Les 4 tomes de La Philosophie occulte ou la Magie d'Henri Corneille-Agrippa est paru en 1510 et a été traduit en français par A. Levasseur en 1727.
Les quatre genres de daïmons
Voir Chapitre XVI
Les premiers daïmons sont les Surcélestes qui selon Agrippa adorent et servent l'unique dieu. Ce sont des dieux étroitement liés à la figure divine unique, rapportée au Dieu monothéiste par l'auteur. Ils n'ont pas d'influence directe sur le monde matériel et les plans inférieurs à celui du divin. Leur rôle est de recevoir la lumière divine puis de la transmettre aux ordres inférieurs.

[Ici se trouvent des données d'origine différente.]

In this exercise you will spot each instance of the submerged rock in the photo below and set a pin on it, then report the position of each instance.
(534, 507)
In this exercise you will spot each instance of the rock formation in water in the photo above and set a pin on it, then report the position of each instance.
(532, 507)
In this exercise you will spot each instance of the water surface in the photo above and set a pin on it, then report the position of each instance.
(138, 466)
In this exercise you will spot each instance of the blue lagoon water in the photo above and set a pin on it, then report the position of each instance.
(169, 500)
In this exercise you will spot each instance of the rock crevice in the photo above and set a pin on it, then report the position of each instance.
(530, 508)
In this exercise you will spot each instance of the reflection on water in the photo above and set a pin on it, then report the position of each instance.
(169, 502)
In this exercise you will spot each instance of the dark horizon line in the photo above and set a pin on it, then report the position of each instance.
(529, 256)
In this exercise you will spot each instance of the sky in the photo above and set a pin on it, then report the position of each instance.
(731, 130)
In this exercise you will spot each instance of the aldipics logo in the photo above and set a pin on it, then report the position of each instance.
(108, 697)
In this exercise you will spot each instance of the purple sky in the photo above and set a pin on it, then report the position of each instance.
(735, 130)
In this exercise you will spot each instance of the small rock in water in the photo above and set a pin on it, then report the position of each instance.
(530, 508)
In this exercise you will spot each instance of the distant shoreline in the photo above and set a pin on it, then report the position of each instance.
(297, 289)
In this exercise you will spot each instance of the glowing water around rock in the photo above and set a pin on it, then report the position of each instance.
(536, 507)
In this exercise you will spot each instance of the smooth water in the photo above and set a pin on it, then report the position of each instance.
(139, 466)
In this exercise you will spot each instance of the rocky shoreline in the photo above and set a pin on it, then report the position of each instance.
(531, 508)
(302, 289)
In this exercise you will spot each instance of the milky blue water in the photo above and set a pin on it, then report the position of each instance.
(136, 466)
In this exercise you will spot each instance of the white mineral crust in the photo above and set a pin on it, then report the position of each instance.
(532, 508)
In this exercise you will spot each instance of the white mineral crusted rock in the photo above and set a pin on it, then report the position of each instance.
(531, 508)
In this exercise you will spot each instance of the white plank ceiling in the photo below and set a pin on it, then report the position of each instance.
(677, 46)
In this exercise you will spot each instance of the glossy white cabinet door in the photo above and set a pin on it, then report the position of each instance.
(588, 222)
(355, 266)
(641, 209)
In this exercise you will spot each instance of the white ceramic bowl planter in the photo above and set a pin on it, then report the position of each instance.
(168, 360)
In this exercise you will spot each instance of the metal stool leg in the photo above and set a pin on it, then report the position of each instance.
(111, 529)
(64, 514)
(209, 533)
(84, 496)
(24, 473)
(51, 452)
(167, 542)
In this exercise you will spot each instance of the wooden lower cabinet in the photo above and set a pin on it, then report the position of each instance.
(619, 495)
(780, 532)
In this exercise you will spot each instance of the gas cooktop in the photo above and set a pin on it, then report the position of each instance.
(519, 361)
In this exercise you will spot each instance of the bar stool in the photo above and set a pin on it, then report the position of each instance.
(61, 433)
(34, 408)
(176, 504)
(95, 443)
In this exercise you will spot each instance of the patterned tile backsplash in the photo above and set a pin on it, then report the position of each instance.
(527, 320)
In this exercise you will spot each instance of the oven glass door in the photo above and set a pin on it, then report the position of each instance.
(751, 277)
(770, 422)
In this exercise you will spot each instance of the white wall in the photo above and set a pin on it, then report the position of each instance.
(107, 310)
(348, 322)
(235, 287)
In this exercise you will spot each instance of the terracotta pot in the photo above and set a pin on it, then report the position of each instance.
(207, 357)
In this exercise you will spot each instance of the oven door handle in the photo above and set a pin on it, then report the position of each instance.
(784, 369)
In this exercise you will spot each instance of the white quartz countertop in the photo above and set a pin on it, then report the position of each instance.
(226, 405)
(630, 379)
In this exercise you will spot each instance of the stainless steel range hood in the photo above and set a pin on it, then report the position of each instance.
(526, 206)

Les seconds daïmons sont les Intelligences Célestes qui sont liés aux cieux et aux étoiles. Cet ordre a cette fois-ci une interaction avec les mondes inférieurs, en dehors du divin. Ces intelligences ne sont autres que ce que nous appelons plus communément les Intelligences Planétaires, avec les Saturniens, les Joviens et ainsi de suite pour chacun des 2 luminaires (le Soleil et la Lune) ainsi que les 5 planètes utilisées dans l'astrologie magique traditionnelle : Saturne, Jupiter, Mars, Vénus et Mercure. Dans cet ordre, on retrouve également douze daïmons qui président aux douze signes du Zodiaque (Bélier, Taureau, etc.). Il y a aussi 36 autres daïmons assignés aux décuries, 72 aux quinaires du ciel, aux languages des hommes et aux peuples (selon les cultures et régions d'appartenances). Quatre autres président aux éléments (Feu, Air, Eau et Terre) et aux triplicités, c'est à dire les signes rattachés à chaque élément (Bélier/Lion/Sagittaire pour le Feu, Taureau/Vierge/Capricorne pour la Terre, Gémeaux/Balance/Verseau pour l'Air, Cancer/Scorpion/Poissons pour l'Eau). Il y a ensuite sept gouverneurs de tout le monde par les 7 planètes (cette dernière phrase m'est encore assez obscure). On travaille avec ces Intelligences Célestes en utilisant leur nom ou leurs signes (ou caractères) afin de les invoquer. Vous pouvez trouver facilement ces caractères dans différents ouvrages, mais il est intéressant de se pencher sur les carrés magiques d'où ils sont tirés afin de comprendre ce que vous faites.
Les troisièmes daïmons, qui sont simplement appelés "Daïmons" par l'auteur, sont comme des ministres au-dessous des autres pour gouverner le monde matériel. Leur rôle est de guider les Hommes lors de leur vie : certains peuvent par exemple aussi bien provoquer la prospérité que l'adversité. Cette catégorie de Daïmons est divisée encore une fois selon les 4 éléments (Feu, Air, Eau, Terre) en étant associés aux quatre forces de l'âme célestes que sont : la pensée, la raison, l'imagination ainsi que la nature vivifique et motrice. Selon Agrippa, ils sont présents partout. Ils sont encore une fois liés aux étoiles et aux cieux, Agrippa dit qu'ils "s'y adaptent" sans apporter de précision plus claire à ce sujet. Je pense que l'auteur fait référence à ce que nous appellons les étoiles fixes en astrologie (Algol, Aldébaran, rigel, Bételgeuse, etc.).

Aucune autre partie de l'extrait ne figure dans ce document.